Penulis: Sharon Michael
last update Terakhir Diperbarui: 2025-08-18 17:38:23

Chapter 2

Zara’s POV

The hotel room ceiling had forty-seven water stains. I'd counted them all through the sleepless night, my phone buzzing incessantly beside me like an angry wasp. Katy's name flashed across the screen for the fifteenth time in three hours.

“Buzz. Buzz. Buzz.”

I hit decline again, watching her contact photo disappear—the selfie we'd taken at my birthday party last year, both of us laughing at some stupid joke she'd made. How easily laughter could turn to lies.

The rage sat in my chest like a living thing, feeding on every memory I'd once treasured. Eight years of friendship reduced to ash.

“Buzz. Buzz.”

"Fuck off, Katy," I whispered to the empty room, hitting decline so hard I nearly cracked the screen.
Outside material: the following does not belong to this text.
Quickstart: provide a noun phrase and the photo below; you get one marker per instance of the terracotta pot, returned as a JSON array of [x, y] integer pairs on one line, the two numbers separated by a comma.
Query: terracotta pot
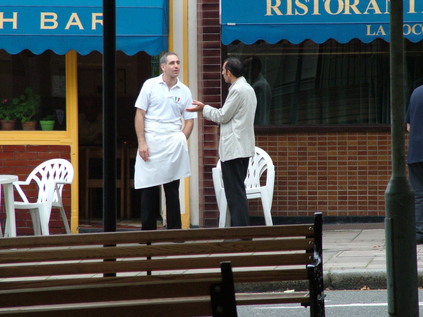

But it wasn't just about her anymore. Robert's cheating was nothing new—I'd caught him before, forgiven him before, made excuses for him before. But Katy? She was supposed to be different. She was supposed to be my person, my chosen family when my real family made me feel like an outsider.

My real family.

The thought struck me like lightning. My parents. They'd take me in, at least temporarily. They had to. I was their daughter, after all.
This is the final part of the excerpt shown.